September 17, 2018

Tier one capital ratios is a game invented by regulators for banks to play.

Sir, Jonathan Ford mentions “An average tier one capital ratio of 8 per cent —. An accounting measure of their soundness, it meant banks could lose that proportion of the value of their risk-weighted assets before their loss-absorbing capital was spent.” “Financial fragility lurks behind a confident façade” September 17.

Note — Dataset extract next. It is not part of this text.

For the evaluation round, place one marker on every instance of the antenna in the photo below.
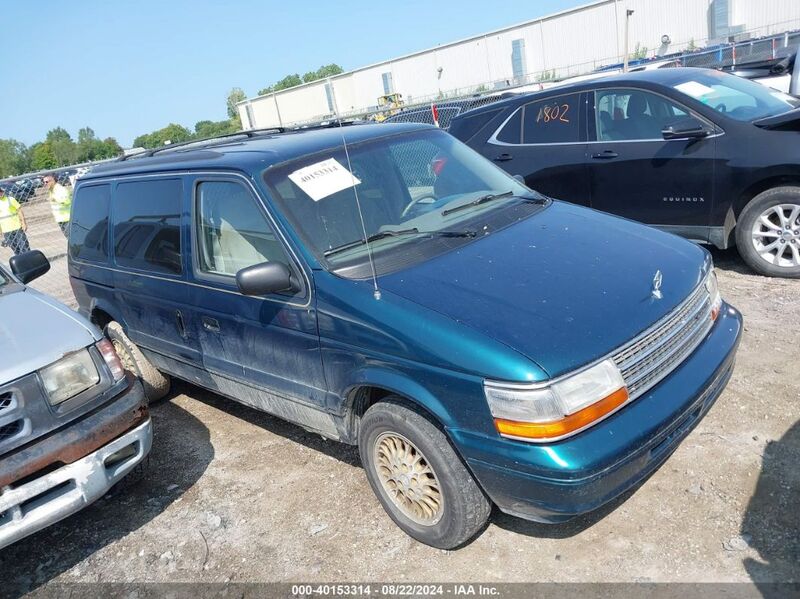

No, not really-really so. Let us, just for the example suppose that a bank carries only very “safe” corporate assets rated AAA to AA assigned by the regulators a risk weight of 20%. Based on the Basel II basic capital requirement of 8%, that meant it needed to hold only 1.6% in capital against those assets. That would give the bank a tier one ratio of 8%... but how much could it afford to lose on its assets that had been risk weighted before its capital was completely gone? Not 8%, but 1.6%.

The risk-weighted assets only give a correct indication if the perceived risk reflected are correct and if bankers will manage those perceived risks correctly. What are the chances of that? Quite slim, especially when banks have all the incentives to minimize equity they are holding, something that makes it easier for them to maximize the return on equity to their shareholder (and of course the bankers’ own bonuses)

In other words, the Basel Committee tier-one bank capital ratio, based on risk-weighted assets, as if risks were known, is just devious and dangerous false information that feeds a false sense of security. Nothing of what accountancy can misreport beats that. Worse, by distorting the allocation of credit, much more than concealing realities, it changes realities… on a global scale.